The CDC tried to look at the excuses given by parents as to why they won't allow them their children to walk. The CDC though that a decrease in the number of schools, by about 1,000 nationally, might explain some of it. But, the change in school amounted to a decline of just a couple of percentage points. And the CDC found that "active transport to school has also significantly declined among children who still live than 1 or 2 miles from school." Even, when you compare only those living near the school, walking to school steeply dropped.
Parents used weather as an excuse. But the CDC looked at weather patterns in four large cities in each of the four main regions of the country and found "some slight variations in weather patterns over the past 30 years. However, there is no distinct pattern to these changes over time. Therefore, it does not seem likely that changes in weather account for the decline in active transport."
Next, they looked at crime, especially the fear of child abduction. They note that "rate of youth abduction is low in school areas." Only 4% of abductions take place near schools. Of course, most child abductions are custody disputes, one parent taking the child from the other parent. The abduction that everyone fears, the so-called "stranger danger" kind amounts to about 100 cases nationally per year, in comparison to 204,000 family abductions. There is another category which is called "nonfamily abduction" which is not considered the stereotypical "stranger danger" situation. But the Center for Missing and Exploited Children reports that "Nonfamily abduction victims overall were particularly concentrated among the oldest groups, with 59 percent being 15-17 years old." They also note that the "stranger danger" prevention misses the fact that "the majority of non-family abductions (53 percent) are abducted by persons known to the child: 38 percent of nonfamily abducted children were abducted by a friend or long-term acquaintance, 5 percent by a neighbor, 6 percent by persons of authority, and 4 percent by a caretaker or babysitter." While the stereotypical kidnappings are the most dangerous they happen in extremely small numbers. CNN reported that the number of stereotypical kidnappings "are small and getting smaller."

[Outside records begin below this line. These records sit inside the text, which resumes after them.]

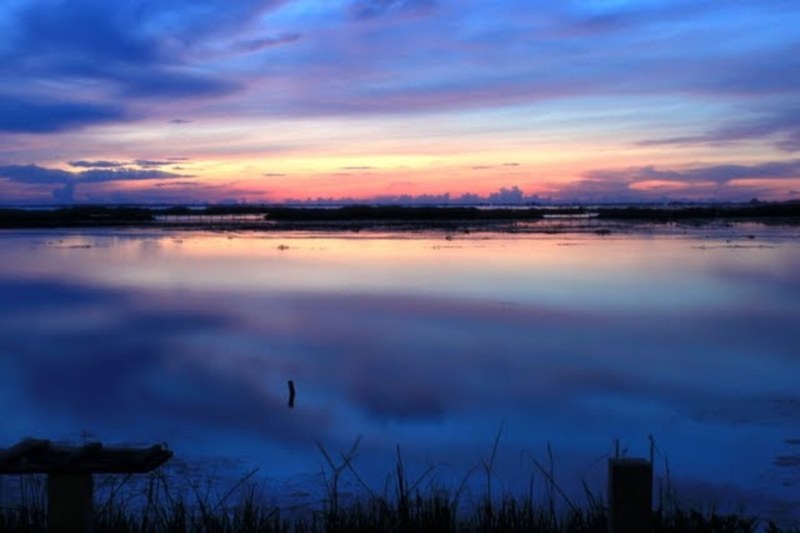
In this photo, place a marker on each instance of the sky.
(208, 101)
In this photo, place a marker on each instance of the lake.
(568, 342)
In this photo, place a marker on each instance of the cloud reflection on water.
(435, 372)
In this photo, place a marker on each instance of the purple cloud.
(96, 164)
(370, 9)
(22, 115)
(781, 126)
(719, 174)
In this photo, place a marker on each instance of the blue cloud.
(18, 115)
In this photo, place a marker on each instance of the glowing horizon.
(274, 100)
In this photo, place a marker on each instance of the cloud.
(96, 164)
(371, 9)
(256, 45)
(34, 174)
(20, 115)
(153, 162)
(782, 127)
(162, 83)
(719, 174)
(67, 181)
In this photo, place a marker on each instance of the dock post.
(630, 495)
(69, 503)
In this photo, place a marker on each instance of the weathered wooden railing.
(69, 472)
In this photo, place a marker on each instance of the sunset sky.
(175, 101)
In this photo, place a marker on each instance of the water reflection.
(422, 342)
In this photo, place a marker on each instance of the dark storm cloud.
(125, 49)
(21, 115)
(34, 174)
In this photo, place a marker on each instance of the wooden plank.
(33, 456)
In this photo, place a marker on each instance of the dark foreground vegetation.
(392, 217)
(170, 501)
(407, 510)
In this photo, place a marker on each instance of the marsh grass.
(175, 501)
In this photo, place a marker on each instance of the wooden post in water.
(69, 503)
(69, 472)
(630, 495)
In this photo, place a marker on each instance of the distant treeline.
(82, 216)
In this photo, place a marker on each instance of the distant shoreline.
(534, 219)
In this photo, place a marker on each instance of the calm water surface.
(434, 345)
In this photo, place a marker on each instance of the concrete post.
(630, 496)
(69, 503)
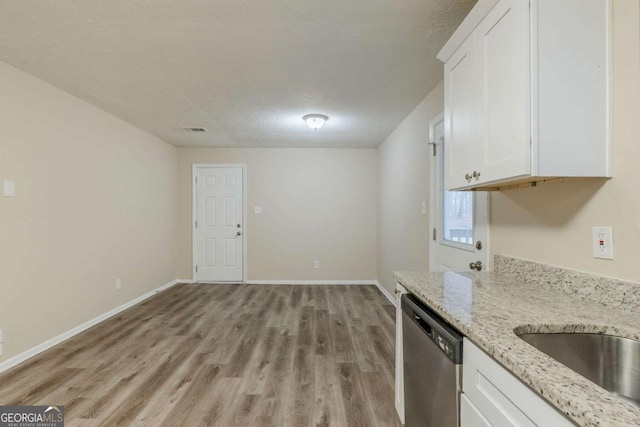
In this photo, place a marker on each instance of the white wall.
(96, 201)
(403, 184)
(318, 204)
(552, 223)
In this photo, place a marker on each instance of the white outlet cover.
(603, 242)
(9, 189)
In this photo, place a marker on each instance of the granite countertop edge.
(491, 315)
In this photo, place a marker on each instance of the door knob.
(476, 265)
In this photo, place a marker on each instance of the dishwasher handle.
(423, 324)
(437, 329)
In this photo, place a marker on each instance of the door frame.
(432, 202)
(194, 214)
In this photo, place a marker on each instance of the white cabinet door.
(501, 398)
(461, 115)
(502, 43)
(469, 414)
(527, 93)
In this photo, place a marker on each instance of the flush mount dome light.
(315, 121)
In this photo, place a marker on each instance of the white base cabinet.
(399, 388)
(492, 396)
(527, 93)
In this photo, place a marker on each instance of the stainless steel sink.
(611, 362)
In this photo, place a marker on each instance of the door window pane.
(457, 215)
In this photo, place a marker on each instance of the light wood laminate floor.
(224, 355)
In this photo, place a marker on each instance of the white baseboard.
(16, 360)
(311, 282)
(386, 293)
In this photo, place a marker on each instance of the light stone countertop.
(487, 307)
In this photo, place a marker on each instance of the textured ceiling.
(245, 70)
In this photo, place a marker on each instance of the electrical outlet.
(9, 189)
(603, 242)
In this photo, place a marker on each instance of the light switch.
(9, 189)
(603, 242)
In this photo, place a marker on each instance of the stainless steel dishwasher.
(432, 351)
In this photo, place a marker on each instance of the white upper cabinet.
(527, 88)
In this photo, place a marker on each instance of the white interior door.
(459, 238)
(218, 224)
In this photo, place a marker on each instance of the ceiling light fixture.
(315, 121)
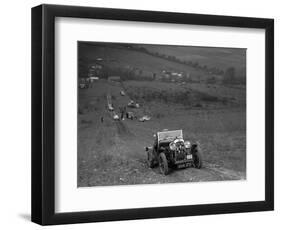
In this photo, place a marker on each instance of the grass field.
(112, 152)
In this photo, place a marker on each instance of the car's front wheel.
(163, 164)
(150, 159)
(197, 158)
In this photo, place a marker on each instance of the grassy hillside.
(222, 58)
(120, 57)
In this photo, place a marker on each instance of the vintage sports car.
(171, 151)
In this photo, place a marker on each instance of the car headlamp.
(187, 144)
(172, 146)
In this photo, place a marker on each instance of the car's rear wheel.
(197, 158)
(150, 159)
(163, 164)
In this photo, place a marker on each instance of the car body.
(144, 118)
(115, 117)
(133, 104)
(130, 115)
(110, 107)
(170, 150)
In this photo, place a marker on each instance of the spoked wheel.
(150, 160)
(163, 164)
(198, 161)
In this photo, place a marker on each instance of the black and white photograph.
(152, 114)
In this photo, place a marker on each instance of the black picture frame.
(43, 114)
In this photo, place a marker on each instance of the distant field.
(122, 58)
(214, 57)
(112, 152)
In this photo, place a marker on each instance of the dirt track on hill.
(112, 152)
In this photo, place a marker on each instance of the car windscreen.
(169, 135)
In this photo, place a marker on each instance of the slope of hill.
(218, 57)
(121, 57)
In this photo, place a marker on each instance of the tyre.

However, if you want to terrify parents speak in the broadest term possible: talk about 800,000 missing children per year. That will do it. Many of those are just kids who stayed at the mall too late, a large number are kids that another family took, usually in a custody dispute, some are children that parents literally threw out of their home. Conflate all these categories and you scare the bejesus out of someone. Who wants to do that? Anyone who has an incentive to over-emphasize risks. That would included media that want higher viewer ratings or want to sell newspapers; it would include child protective agencies that rely on tax funding often fueled by fear; it includes child protection charities that know a good scare increases donations, or it may be companies that sell parents fingerprinting, cell phone tracking devices, microchipping, etc.
One final excuse for not allowing the children to walk to school was fear of traffic. The CDC found that "50% of children hit by cars near schools are hit by cars driven by parents of students." Of course, this ignores the risk of driving itself, yet traffic accidents, where a child is a passenger in the vehicle, is the number one cause of death for age groups 1-4, 5-14, and 15-24. Only infants under the age of 1 are more likely to die due to birth conditions, SIDS, prematurity, etc. Statistically a child is more at risk for each mile he is driven, than he is for each mile he walks.